Pour emblématique qu’elle soit, difficile de savoir exactement quand est apparue la fameuse jupette.  » Deux créateurs en ont revendiqué la paternité, à savoir la Britannique Mary Quant et le Français André Courrèges, précise Frédéric Monneyron. Mais certains ont tranché, en disant que la rue l’avait inventée avant eux.  » Si l’on se réfère aux livres d’histoire, la première citée, audacieuse styliste installée à Londres, décide en 1961 de raccourcir les jupes, pour les vendre dans sa boutique Bazaar, sur King’s Road. Les Anglaises en raffolent, à tel point que cinq ans plus tard, cette création permet de rapporter six millions de livres à la Grande-Bretagne, tandis que des mannequins comme Twiggy ou Raquel Welch s’en font les étendards, ne cessant d’exhiber leurs jambes au gré des pages des magazines…

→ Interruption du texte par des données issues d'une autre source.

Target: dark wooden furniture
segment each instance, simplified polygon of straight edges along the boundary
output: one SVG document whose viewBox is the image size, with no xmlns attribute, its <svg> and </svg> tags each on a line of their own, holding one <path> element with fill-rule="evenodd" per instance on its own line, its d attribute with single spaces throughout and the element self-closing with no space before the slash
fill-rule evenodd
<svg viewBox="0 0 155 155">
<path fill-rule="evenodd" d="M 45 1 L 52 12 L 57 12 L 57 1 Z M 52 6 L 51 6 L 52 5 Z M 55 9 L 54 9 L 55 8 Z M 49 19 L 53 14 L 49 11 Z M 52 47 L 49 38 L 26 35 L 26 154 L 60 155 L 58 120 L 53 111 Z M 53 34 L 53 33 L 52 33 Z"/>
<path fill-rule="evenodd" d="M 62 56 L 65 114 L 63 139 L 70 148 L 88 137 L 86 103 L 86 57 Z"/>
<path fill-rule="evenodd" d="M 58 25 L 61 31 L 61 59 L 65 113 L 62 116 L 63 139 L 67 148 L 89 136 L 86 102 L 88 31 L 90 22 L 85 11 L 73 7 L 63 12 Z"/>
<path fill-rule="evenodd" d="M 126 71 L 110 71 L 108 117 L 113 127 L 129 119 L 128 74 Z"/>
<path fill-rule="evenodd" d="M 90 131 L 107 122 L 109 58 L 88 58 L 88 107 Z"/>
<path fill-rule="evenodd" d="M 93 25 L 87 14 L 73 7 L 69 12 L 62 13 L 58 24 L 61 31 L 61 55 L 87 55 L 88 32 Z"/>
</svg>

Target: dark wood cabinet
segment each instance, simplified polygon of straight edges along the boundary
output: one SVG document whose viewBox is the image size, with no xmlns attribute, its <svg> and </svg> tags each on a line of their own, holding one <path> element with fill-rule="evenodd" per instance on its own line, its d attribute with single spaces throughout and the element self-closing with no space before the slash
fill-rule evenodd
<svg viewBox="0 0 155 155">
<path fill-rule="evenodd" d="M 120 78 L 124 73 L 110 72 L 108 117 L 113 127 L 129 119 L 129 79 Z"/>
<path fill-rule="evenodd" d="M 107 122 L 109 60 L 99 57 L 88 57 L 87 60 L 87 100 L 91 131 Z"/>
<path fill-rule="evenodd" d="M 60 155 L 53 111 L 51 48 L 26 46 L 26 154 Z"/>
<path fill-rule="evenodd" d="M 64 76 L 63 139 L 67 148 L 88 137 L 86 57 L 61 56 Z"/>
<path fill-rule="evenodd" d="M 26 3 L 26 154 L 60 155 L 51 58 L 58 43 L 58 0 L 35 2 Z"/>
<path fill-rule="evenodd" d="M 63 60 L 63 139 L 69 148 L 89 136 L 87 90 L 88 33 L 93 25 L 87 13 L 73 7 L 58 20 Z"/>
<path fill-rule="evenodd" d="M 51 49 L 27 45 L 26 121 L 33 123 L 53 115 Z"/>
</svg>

La tendance traverse la Manche en 1964, pour séduire les Frenchies et les chanteuses de la génération yé-yé. Elle s’adresse principalement aux jeunes filles qui ne veulent pas ressembler à leur mère. Un vêtement générationnel par excellence, qui choque les bien-pensants. On la retrouve sur les podiums des défilés dès 1965, lorsque Courrèges conçoit une collection avant-gardiste, où foisonnent bottes plates et modèles coupés court, coordonnés avec vestes et manteaux.  » Nous sommes encore loin de la véritable mini, concède cependant le sociologue. L’ourlet s’arrêtait à peine dix centimètres au-dessus du genou.  » Il n’empêche, ces tenues révolutionnent la mode. Comme le dit l’historienne Christine Bard dans son ouvrage Ce que soulève la jupe, ce bout d’étoffe marque une réelle rupture, car  » depuis le Moyen Age, il a toujours été plus facile de montrer sa poitrine que ses jambes « .

Pour rappel, c’est seulement lors de la Première Guerre mondiale que les chevilles commencent à se dévoiler légèrement, pour permettre aux femmes de rejoindre plus facilement les abris anti-aériens ou de travailler aux chaînes de fabrication de munitions. Ensuite, durant les années 20, quelques effrontées garçonnes osent montrer leurs genoux en dansant le charleston. De quoi d’ailleurs donner l’idée à quelques analystes américains de créer l’Hemline index (index de l’ourlet), estimant qu’à mesure que ce dernier remonte, la cotation des actions en Bourse se porte de mieux en mieux. Enfin, quelques années plus tard, les rationnements et pénuries causés par le deuxième conflit mondial obligeront bien des demoiselles à revêtir des robes étroites et courtes, qui frôlent le milieu de la jambe.

FEMME LIBÉRÉE

Avec les sixties, on assiste à l’avènement d’une nouvelle ère, celle de la permissivité sexuelle, boostée par l’arrivée de la pilule contraceptive. Calquée dans un premier temps sur le look gentillet des écolières, la minijupe va dès lors vite évoluer.  » Elle devient le symbole de ce nouvel état d’esprit, résume Frédéric Monneyron. Structurellement, cette pièce possède quelque chose d’érotique. Elle attire le regard de l’homme vers le sexe de la femme.  »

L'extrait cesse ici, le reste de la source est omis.